Ballarè M, Campanini M, Airoldi G, Zaccala G, Bertoncelli M C, Cornaglia G, Porzio M, Monteverde A
Divisione di Medicina Generale II, Ospedale Maggiore di Novara.
Minerva Gastroenterol Dietol. 1992 Jan-Mar;38(1):41-4.

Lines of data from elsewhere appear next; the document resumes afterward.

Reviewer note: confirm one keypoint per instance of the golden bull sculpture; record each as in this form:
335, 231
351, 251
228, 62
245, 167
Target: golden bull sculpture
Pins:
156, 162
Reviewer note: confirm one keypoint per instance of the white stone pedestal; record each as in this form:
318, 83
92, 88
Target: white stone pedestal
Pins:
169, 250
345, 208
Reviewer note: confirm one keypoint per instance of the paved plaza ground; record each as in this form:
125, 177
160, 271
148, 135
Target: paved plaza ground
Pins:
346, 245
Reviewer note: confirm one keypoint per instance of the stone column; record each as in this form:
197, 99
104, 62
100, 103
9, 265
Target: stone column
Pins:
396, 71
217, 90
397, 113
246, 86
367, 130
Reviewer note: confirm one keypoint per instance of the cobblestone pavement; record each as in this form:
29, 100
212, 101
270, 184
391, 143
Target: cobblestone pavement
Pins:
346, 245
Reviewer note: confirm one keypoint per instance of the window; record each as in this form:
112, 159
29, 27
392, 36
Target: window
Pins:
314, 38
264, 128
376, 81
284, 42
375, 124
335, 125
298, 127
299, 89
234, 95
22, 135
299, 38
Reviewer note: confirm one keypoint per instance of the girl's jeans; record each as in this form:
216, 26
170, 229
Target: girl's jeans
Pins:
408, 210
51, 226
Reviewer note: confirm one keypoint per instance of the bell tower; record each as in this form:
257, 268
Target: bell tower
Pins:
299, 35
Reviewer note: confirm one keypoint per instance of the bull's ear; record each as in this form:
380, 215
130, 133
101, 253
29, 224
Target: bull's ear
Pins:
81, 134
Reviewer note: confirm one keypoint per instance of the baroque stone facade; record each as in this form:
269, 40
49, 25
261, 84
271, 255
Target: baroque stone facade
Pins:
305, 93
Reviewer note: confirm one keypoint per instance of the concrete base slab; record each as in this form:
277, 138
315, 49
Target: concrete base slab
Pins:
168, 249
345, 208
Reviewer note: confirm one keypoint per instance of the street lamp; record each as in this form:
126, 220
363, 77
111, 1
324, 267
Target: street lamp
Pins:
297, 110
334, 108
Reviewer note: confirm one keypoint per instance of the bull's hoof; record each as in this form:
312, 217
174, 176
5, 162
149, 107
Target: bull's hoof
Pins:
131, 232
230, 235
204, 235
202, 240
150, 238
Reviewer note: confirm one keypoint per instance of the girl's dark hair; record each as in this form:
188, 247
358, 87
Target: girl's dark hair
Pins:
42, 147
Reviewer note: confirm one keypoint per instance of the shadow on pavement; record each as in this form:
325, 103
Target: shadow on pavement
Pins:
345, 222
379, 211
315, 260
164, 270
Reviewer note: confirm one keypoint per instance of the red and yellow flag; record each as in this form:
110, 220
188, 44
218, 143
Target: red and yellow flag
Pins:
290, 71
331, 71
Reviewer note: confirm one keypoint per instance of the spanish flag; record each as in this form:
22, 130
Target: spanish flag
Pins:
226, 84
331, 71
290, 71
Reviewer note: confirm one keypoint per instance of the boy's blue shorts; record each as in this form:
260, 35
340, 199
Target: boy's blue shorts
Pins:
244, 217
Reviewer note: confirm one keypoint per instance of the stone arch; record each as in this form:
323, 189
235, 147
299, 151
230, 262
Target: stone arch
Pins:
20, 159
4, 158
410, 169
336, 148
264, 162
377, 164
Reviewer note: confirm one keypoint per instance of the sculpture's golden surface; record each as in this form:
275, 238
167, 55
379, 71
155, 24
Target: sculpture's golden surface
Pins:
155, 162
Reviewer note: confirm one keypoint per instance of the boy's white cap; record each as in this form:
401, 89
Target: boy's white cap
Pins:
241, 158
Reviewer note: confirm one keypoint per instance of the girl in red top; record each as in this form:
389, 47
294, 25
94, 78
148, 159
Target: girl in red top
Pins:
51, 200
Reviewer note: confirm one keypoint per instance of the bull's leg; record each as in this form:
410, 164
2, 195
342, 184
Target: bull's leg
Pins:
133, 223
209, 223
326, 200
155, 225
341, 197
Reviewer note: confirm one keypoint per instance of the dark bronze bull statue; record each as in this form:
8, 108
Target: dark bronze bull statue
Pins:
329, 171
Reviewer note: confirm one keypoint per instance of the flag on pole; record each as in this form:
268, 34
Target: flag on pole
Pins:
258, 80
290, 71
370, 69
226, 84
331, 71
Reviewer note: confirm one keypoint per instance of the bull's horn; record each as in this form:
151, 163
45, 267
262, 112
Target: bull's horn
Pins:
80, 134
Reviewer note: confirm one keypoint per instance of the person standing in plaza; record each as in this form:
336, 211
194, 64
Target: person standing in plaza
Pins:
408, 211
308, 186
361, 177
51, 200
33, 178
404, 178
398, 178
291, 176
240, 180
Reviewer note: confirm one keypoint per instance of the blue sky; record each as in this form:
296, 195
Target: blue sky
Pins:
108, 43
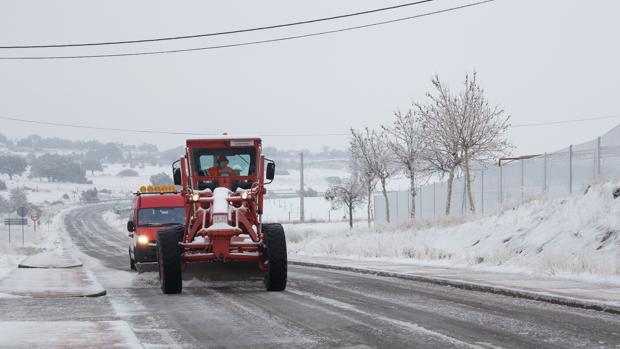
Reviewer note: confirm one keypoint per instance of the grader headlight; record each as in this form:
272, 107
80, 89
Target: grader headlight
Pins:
143, 240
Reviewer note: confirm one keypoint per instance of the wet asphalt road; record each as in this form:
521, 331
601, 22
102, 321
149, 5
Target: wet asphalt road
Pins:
319, 308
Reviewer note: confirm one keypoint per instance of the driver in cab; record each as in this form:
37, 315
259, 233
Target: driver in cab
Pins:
221, 168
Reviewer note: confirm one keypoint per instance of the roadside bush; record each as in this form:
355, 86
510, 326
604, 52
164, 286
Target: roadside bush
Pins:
12, 165
92, 165
128, 173
161, 179
58, 168
90, 195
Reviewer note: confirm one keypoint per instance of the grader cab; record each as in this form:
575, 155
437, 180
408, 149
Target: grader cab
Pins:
223, 184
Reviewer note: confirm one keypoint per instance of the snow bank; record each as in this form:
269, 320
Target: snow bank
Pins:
572, 237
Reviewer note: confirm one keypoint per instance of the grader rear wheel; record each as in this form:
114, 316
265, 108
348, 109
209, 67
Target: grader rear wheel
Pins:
275, 243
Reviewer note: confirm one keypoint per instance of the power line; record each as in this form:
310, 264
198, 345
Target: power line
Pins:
248, 43
185, 133
236, 31
566, 121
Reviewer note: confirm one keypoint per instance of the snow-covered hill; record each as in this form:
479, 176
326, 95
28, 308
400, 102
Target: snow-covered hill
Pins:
575, 236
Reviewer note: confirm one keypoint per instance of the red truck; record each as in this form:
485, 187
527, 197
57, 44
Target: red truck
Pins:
153, 207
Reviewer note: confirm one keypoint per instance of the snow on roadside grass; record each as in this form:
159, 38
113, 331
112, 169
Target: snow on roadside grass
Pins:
576, 236
46, 238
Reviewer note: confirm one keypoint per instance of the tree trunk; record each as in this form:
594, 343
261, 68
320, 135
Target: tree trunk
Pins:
470, 196
351, 216
413, 193
369, 207
387, 202
449, 198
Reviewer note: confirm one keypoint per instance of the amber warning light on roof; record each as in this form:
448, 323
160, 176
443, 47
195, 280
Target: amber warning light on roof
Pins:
161, 189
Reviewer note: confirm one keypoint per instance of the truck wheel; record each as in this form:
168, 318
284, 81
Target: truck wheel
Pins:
169, 259
275, 243
132, 262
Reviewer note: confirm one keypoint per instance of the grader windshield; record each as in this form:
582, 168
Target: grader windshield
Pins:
224, 162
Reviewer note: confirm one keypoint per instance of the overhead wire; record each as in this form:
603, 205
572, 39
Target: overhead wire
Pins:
236, 31
248, 43
186, 133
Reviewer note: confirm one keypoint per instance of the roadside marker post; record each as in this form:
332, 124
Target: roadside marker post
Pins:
22, 212
16, 221
35, 218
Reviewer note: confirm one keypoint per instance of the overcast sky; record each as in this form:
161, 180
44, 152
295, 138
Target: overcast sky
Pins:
540, 60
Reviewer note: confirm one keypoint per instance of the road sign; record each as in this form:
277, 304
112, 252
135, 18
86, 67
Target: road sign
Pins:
22, 211
15, 221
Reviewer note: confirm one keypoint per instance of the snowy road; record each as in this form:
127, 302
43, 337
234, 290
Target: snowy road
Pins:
320, 308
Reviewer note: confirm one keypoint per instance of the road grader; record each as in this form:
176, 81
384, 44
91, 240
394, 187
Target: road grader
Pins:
222, 181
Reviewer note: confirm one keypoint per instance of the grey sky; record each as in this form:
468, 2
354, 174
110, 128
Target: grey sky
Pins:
541, 60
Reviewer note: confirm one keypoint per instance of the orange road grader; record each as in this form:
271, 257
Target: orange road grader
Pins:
223, 184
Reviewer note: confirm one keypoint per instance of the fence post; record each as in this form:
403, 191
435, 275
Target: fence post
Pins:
434, 200
545, 173
482, 192
522, 180
501, 184
598, 157
420, 193
570, 169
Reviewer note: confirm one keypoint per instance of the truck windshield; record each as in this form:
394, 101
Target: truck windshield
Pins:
160, 216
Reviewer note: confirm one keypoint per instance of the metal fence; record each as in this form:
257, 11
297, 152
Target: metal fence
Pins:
556, 174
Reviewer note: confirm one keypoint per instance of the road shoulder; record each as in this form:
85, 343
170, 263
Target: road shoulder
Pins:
586, 295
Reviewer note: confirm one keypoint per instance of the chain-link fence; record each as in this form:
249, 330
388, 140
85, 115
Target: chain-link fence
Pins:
556, 174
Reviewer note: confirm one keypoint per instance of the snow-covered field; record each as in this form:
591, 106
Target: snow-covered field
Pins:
46, 238
572, 237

The first clinical studies on hydroxy-methyl-glutaryl-coenzyme A (HMG-CoA) reductase inhibitors reported a low incidence of liver toxicity. The personal observation of a case of simvastatin-induced acute cholestatic hepatitis prompted us to evaluate the true incidence of hepatic side effects of these drugs in a large Italian population. One hundred patients taking simvastatin and ninety patients treated with pravastatin were followed-up six months with periodical evaluation of serum lipid levels and liver function test. In 5% of simvastatin-treated patients and 4.5% of pravastatin-treated patients significant liver toxicity was observed, which required drug discontinuation. The mechanism of liver damage was direct, idiosyncratic, but immunological features of drug toxicity could be hypothesized in one patient.
关于羟甲基戊二酰辅酶A(HMG-CoA)还原酶抑制剂的首批临床研究报告称,肝毒性发生率较低。对一例辛伐他汀诱发的急性胆汁淤积性肝炎病例的个人观察促使我们在一大群意大利人群中评估这些药物肝脏副作用的真实发生率。对100例服用辛伐他汀的患者和90例服用普伐他汀的患者进行了为期6个月的随访,定期评估血脂水平和肝功能测试。在5%服用辛伐他汀的患者和4.5%服用普伐他汀的患者中观察到了显著的肝毒性,这需要停药。肝损伤机制是直接的、特异质性的,但在一名患者中可以推测存在药物毒性的免疫特征。